Sana, elle, est placée au bord droit du cadre. La même image
photographique se fait face, et s'inverse. Et se complémente.
Le reste du temps, les corps souvent placés au précipice ou
fuyant le « champ », indiquent cet Autre sans cesse repoussé,
sans cesse écarté.
Souvent, aussi, un obstacle vient lutter contre l'harmonie
des corps : du feuillage au premier plan, un mur, etc. Bila
et Sana souvent pris en sur-cadrage d'évoquer leur distance,
leur recul, leur prise de position lucide sur cette société
qu'ils observent en silence. Et sans jugement. " Ne la
juge pas " est-il d'ailleurs dit dans Yaaba. « Elle
a peut-être ses raisons ».
Au tour de Yaaba, également, cette brèche réelle dans
la chair de Nopoko lors d'une altercation avec des enfants
du village. Cette coupure au couteau sera le nouvel élément
dramatique du film jusqu'à la fin, il en est le suc. Les rares
gros plans du film, comme des moments de rupture esthétique
violente, traquent ces plaies ouvertes dans la peau des bras
et des visages. Yaaba est cette grand-mère au vieux corps
filmé sans détour. La peau, « le profond ».
Métonymie de la distance, va et vient entre le corps de l'Afrique
et les visages, entre monde intérieur et extérieur, Yaaba
raconte aussi la mise à l'écart d'un monde et d'un cinéma.

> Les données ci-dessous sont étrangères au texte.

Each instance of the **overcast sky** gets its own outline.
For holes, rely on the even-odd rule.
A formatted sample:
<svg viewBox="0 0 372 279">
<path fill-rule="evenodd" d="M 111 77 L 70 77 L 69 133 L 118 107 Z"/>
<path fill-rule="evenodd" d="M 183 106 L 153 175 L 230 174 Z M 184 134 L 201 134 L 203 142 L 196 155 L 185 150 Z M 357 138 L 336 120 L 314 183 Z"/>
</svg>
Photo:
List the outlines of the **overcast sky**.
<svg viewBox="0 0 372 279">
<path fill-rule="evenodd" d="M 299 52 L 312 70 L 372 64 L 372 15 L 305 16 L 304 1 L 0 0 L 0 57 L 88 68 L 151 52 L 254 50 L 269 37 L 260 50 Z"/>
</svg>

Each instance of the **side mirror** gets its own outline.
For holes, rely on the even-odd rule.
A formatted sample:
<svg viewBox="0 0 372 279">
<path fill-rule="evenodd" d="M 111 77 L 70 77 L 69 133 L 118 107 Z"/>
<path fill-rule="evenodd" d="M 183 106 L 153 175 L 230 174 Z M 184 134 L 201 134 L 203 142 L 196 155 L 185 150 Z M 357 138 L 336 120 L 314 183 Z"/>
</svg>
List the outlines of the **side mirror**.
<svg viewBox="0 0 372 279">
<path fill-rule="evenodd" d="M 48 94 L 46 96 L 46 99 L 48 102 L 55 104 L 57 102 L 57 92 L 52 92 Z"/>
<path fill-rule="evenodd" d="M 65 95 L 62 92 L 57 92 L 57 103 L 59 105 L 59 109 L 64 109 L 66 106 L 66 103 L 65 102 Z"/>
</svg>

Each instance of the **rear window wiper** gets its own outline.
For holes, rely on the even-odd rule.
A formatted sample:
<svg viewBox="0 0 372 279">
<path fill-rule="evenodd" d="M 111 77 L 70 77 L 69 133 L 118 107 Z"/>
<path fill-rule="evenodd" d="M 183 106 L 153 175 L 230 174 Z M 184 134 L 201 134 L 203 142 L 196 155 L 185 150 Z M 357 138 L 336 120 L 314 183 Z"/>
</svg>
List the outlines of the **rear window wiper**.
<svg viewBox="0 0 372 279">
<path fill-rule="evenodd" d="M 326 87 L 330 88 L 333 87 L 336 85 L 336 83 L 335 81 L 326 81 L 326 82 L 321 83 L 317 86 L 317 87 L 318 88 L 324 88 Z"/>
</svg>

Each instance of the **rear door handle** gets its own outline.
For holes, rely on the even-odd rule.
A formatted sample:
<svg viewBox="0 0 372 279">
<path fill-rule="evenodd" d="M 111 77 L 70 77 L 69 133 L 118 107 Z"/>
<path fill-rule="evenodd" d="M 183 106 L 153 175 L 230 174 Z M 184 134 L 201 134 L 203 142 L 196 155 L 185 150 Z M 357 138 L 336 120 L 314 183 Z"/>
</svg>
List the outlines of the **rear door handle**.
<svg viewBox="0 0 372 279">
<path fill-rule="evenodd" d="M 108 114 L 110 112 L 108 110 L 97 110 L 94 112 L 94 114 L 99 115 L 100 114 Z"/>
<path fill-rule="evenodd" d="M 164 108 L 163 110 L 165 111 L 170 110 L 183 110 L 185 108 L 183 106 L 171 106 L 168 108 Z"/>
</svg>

Mais le film aborde aussi ces territoires intimes où l'identité
personnelle est possible. Identité possible soit dans la disparition
du monde (le mot revient souvent dans le film et les enfants
jouent sans cesse à disparaître), soit dans la révélation
des corps (chair ouverte, adultère révélé, passé des ancêtres
révélé, etc.). Mais toujours dans le choix et l'émancipation.
LES REGARDS, TERRITOIRES INTIMES
L'identité et l'harmonie passent dans Yaaba à travers
des instants intimes et personnels, soit par la parole à voix
basse (les enfants chuchotent souvent pour eux-mêmes comme
au théâtre), soit par des lieux confinés (la case où s'enferme
une femme, le bosquet où se cache le couple illégitime et
où se dissimule Bila, etc.). Mais, une autre formule permet
de vivre pleinement son « soi » avec l'Autre, c'est
le regard, le partage des regards pour être plus exact encore.
Le regard, seul, n'est peut-être plus suffisant, il faut « l'échanger »
désormais.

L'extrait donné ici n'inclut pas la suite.